Monday, October 18, 2010

October 17 Cross Crusade: Equestrian Center, Wilsonville


It was awful, to begin with. There was no rain, it was warm, people were happy and, worse, agreeable. By all accounts, these conditions are difficult for the vast talent portfolio of Yard Sale CX, of which I'm YSCX XL. Under normal conditions (soaked to the soul and cold to the marrow), YSCX thrives. By thrive, I mean, of course, shows up. Under these wonderfully inclement conditions, we'd typically only have to compete with the heartiest ilk--the bearded, the tattooed and the men.

A brief synapses of what went right/wrong.
Sarah won the Women B class, simply by coming out of nowhere and sandbagging her classification. This is a brilliant strategy that I've thought we could all deploy except for the facts, that we're no longer "out of nowhere" --if you don't know YSCX, you don't know shit-- and that the Russian judges who run this operation haven't created categories so shitty that we could legitimately (or illegitimately) dominate.

What they've left us with is an unreasonably early starting gun for the old and slow categories, virtually pushing us over a ledge to gruesome humiliation among the young and fast. With tens of minutes of training this year, God bless, I was able dig deep and do what Phil Liggett called, "turn himself inside out," when referring to the Herculean effort of Tour cyclist and my eating coach, Andy Schleck, in the 2010 race.

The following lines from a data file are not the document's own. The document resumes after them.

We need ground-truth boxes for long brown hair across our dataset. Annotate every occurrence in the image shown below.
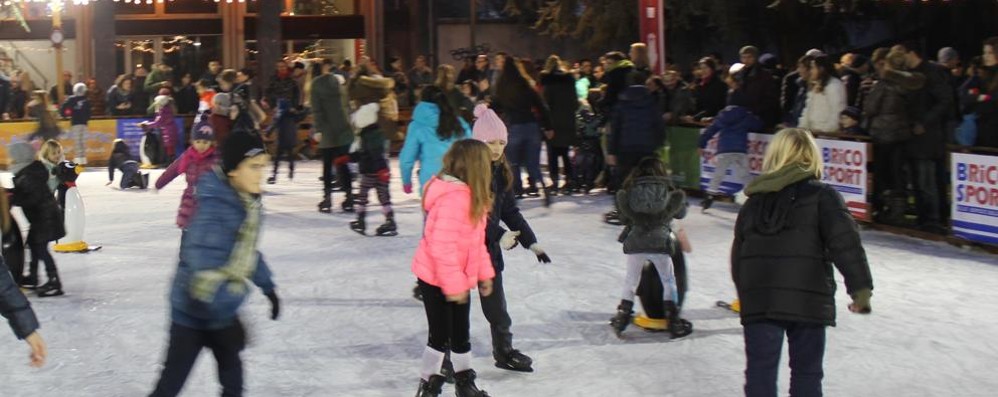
[442,139,492,224]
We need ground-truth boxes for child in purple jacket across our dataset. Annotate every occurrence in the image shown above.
[156,120,218,230]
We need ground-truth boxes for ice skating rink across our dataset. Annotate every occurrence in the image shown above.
[0,162,998,397]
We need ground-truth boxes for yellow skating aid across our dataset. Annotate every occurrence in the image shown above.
[634,313,669,332]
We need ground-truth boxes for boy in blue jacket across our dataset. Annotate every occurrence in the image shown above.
[151,132,280,397]
[700,85,762,211]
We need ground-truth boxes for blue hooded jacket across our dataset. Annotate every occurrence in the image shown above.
[399,102,471,194]
[700,106,762,154]
[170,167,274,329]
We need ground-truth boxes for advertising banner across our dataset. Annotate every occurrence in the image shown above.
[951,153,998,245]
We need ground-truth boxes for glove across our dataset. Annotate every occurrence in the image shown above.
[499,230,520,251]
[264,291,281,320]
[530,244,551,263]
[849,289,873,314]
[378,168,392,183]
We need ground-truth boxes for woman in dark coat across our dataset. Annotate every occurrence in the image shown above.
[541,55,579,193]
[731,129,873,397]
[9,141,66,297]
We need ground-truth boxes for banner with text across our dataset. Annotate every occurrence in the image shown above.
[951,153,998,245]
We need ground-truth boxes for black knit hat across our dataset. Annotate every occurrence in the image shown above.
[222,131,267,173]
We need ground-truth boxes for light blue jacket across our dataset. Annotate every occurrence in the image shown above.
[399,102,471,194]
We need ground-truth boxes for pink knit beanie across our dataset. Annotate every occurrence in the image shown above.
[471,104,509,143]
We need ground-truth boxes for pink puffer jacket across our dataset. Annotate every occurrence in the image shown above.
[412,177,496,295]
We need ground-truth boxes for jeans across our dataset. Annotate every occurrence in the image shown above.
[909,160,940,225]
[707,153,749,194]
[744,321,825,397]
[548,142,574,189]
[319,146,353,200]
[506,123,544,192]
[419,280,471,354]
[150,320,246,397]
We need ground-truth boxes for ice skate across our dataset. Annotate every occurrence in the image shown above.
[454,369,489,397]
[610,300,634,337]
[416,375,444,397]
[374,214,398,237]
[350,212,368,236]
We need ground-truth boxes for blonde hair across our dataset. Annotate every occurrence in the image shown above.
[762,128,825,179]
[38,139,62,161]
[440,139,492,224]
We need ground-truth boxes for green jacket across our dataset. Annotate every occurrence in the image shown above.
[310,74,354,149]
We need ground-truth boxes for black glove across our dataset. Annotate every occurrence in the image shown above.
[264,291,281,320]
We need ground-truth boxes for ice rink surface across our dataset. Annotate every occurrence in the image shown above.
[0,162,998,397]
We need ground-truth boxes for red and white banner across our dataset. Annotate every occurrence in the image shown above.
[638,0,665,74]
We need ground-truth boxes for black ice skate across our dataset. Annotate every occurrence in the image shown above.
[350,212,367,236]
[492,348,534,372]
[416,375,444,397]
[374,214,398,237]
[610,300,634,337]
[454,369,489,397]
[36,276,64,298]
[319,194,333,214]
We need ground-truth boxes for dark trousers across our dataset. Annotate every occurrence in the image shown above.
[548,142,574,189]
[744,321,825,397]
[274,146,295,177]
[319,146,353,200]
[150,320,246,397]
[28,240,59,278]
[909,160,940,225]
[357,174,392,215]
[419,280,471,354]
[481,271,513,355]
[506,123,544,193]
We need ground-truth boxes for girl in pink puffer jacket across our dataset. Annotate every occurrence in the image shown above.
[412,140,495,396]
[156,118,218,230]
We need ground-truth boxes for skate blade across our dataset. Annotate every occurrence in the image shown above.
[496,363,534,373]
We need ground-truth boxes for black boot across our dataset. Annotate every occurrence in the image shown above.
[663,301,693,339]
[416,375,444,397]
[454,369,489,397]
[492,332,534,372]
[375,212,398,237]
[610,300,634,336]
[319,193,333,214]
[36,276,64,298]
[350,212,367,236]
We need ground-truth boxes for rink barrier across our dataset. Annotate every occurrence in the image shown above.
[662,124,998,251]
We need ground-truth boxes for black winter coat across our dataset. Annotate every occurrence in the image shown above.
[907,62,956,160]
[731,178,873,326]
[11,160,66,244]
[617,176,686,255]
[607,85,665,155]
[485,163,537,272]
[541,70,579,147]
[693,75,728,119]
[0,259,38,339]
[863,71,925,144]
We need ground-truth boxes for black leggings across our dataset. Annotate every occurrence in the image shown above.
[319,146,353,198]
[28,240,59,278]
[150,319,246,397]
[548,144,573,189]
[419,280,471,354]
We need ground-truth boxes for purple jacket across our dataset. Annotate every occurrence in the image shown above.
[156,147,218,229]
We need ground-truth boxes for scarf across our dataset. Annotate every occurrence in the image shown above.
[745,164,815,196]
[191,183,263,303]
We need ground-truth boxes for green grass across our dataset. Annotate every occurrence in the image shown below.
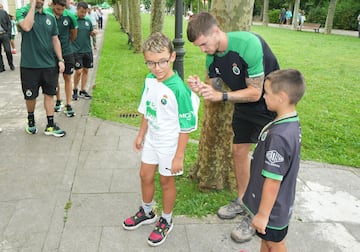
[90,15,360,216]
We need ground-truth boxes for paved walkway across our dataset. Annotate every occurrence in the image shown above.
[0,12,360,252]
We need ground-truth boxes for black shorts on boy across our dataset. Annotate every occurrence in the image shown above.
[63,54,75,75]
[75,52,94,69]
[256,226,288,242]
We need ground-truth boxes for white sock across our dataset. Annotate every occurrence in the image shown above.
[141,201,154,215]
[161,212,172,224]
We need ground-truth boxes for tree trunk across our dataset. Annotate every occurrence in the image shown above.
[129,0,142,53]
[190,0,254,191]
[263,0,269,26]
[121,0,130,30]
[324,0,337,34]
[291,0,300,30]
[150,0,165,34]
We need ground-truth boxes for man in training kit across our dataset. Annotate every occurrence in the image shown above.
[72,2,96,100]
[16,0,65,137]
[46,0,77,117]
[187,12,279,242]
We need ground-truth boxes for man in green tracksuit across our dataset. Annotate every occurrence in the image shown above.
[72,2,96,100]
[16,0,65,137]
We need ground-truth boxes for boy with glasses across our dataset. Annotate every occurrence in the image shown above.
[123,32,199,246]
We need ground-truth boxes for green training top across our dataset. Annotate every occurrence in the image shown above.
[16,4,58,68]
[72,16,93,53]
[45,7,78,56]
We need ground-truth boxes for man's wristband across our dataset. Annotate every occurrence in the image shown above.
[223,92,228,102]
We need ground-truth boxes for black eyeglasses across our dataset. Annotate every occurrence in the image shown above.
[145,56,171,69]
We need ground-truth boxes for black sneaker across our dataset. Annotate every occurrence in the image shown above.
[148,217,174,246]
[44,124,66,137]
[72,89,78,101]
[79,90,91,100]
[25,120,37,135]
[64,104,76,117]
[123,207,156,230]
[54,100,64,112]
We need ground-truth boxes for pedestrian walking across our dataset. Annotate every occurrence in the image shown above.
[187,12,279,243]
[0,4,15,73]
[16,0,65,137]
[72,2,97,100]
[46,0,78,117]
[123,32,199,246]
[236,69,305,251]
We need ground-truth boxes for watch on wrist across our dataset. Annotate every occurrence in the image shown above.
[223,92,228,102]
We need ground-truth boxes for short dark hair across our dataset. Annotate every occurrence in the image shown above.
[53,0,66,7]
[186,12,218,42]
[265,69,306,104]
[77,2,89,9]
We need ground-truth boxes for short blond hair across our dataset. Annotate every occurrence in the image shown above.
[143,32,174,54]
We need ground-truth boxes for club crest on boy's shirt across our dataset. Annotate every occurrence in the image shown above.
[161,95,168,105]
[232,63,241,75]
[265,150,284,167]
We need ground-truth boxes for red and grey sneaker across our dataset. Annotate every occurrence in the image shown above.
[148,217,174,246]
[123,207,156,230]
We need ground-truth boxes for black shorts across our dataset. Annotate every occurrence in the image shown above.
[232,111,276,144]
[256,227,288,242]
[75,52,94,70]
[20,67,59,100]
[63,54,75,75]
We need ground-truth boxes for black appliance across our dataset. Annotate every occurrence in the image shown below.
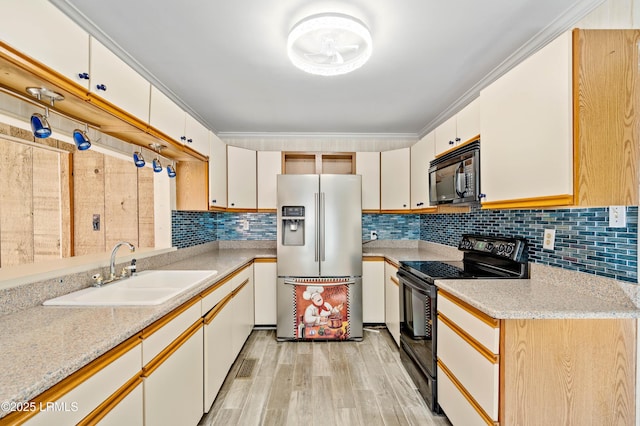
[397,234,529,413]
[429,140,480,206]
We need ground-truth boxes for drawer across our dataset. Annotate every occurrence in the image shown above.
[142,302,202,366]
[438,290,500,354]
[438,317,500,420]
[201,264,253,316]
[438,365,494,426]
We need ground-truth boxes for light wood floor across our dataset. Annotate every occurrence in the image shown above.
[200,328,450,426]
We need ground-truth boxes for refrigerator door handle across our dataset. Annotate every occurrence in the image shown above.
[313,192,320,262]
[320,192,325,262]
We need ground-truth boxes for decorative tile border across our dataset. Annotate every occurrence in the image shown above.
[420,206,638,283]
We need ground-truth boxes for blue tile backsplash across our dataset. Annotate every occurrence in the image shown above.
[420,206,638,282]
[172,206,638,282]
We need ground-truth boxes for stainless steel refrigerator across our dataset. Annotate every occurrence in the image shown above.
[277,171,362,340]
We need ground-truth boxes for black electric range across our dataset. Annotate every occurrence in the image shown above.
[397,234,529,413]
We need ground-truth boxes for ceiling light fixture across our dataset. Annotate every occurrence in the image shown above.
[287,13,373,76]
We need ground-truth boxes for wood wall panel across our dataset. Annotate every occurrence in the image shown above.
[73,150,106,256]
[32,148,62,262]
[138,167,155,247]
[500,319,636,426]
[0,139,33,267]
[104,155,139,250]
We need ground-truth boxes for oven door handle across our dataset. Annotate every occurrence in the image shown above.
[396,270,438,298]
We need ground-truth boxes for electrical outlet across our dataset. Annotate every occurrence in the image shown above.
[542,229,556,250]
[609,206,627,228]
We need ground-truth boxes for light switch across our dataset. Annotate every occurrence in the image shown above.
[609,206,627,228]
[542,229,556,250]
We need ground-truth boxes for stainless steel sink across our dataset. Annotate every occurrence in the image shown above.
[44,270,218,306]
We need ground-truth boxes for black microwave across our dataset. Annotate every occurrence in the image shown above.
[429,140,480,206]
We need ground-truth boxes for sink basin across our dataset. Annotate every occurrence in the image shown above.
[44,270,218,306]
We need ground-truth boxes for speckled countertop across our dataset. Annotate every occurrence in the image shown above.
[0,249,276,418]
[0,245,640,418]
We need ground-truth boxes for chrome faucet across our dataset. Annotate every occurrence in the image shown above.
[109,241,136,281]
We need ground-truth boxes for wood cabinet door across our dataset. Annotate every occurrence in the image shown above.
[89,38,151,123]
[227,145,256,209]
[0,0,89,88]
[380,148,411,210]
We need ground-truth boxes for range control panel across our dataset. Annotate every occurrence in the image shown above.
[458,234,526,260]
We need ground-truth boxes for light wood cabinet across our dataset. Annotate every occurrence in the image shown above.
[0,0,89,89]
[573,29,640,206]
[362,256,385,324]
[356,152,380,211]
[257,151,282,211]
[384,260,400,347]
[411,132,435,210]
[380,148,411,210]
[437,290,637,426]
[480,33,573,207]
[253,258,278,326]
[89,37,151,123]
[434,99,480,156]
[227,145,256,209]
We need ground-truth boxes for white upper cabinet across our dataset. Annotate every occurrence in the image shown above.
[149,86,210,155]
[227,145,256,209]
[435,98,480,155]
[356,152,380,210]
[0,0,89,88]
[89,37,151,123]
[480,33,573,204]
[411,132,435,209]
[209,132,227,207]
[149,86,185,141]
[183,113,210,155]
[380,148,411,210]
[456,98,480,143]
[258,151,282,210]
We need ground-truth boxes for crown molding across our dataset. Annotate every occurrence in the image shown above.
[418,0,606,138]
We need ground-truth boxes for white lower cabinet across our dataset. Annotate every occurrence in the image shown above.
[384,261,400,346]
[253,259,278,325]
[362,257,385,324]
[144,323,204,426]
[25,341,142,426]
[437,291,500,426]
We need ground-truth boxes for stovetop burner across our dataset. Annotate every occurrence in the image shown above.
[400,234,529,282]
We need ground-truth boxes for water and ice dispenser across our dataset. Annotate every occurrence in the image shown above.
[282,206,304,246]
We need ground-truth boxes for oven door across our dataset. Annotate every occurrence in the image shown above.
[397,269,440,413]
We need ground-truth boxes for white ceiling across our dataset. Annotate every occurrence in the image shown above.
[50,0,602,136]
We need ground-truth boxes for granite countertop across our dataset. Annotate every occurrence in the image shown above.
[0,245,640,418]
[0,249,276,418]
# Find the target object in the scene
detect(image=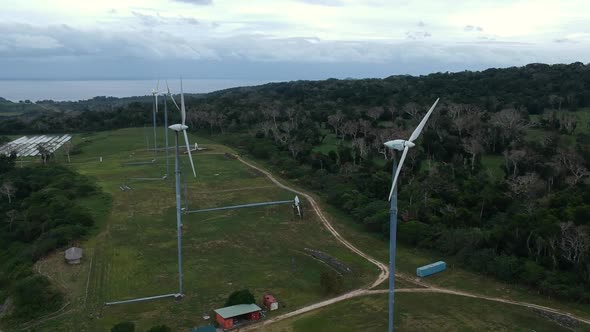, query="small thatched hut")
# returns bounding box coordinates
[65,247,82,264]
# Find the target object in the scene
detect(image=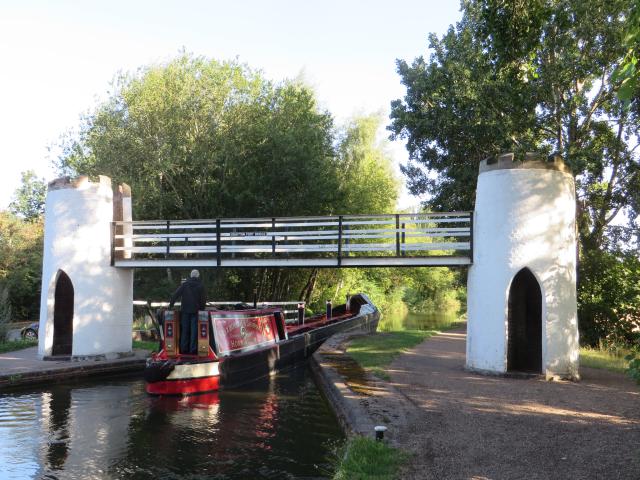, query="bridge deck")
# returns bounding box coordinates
[112,212,473,268]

In any case, I felt myself and felt myself growing stronger more confident through the first 500 meters of the race. Someone who's never
studied geography, cartography or even looked at a map, however, plotted hills into this race course, and more than one. You can say a lot about the Russian judges who run the Cross Crusade operations, but double the negative of these observations for the course setters. If I could figure out how to drop in another photo here, you'd see the determined anguish that I conjured to get through that lap and other like it, but these others being progressively slower.

At the end of the day, I finished a respectable 80th out of a field of 89, plus seven DNF, which, I assume, means they're from East Germany. But to legitimately outpace nine Americans and seven East Germans, who, we all know have a reputation for doping, speaks volumes of velocity.

I'll post more photos as soon as I read the manual on this blog site. These photos will show, beyond the shadow of a doubt, shadows and doubt.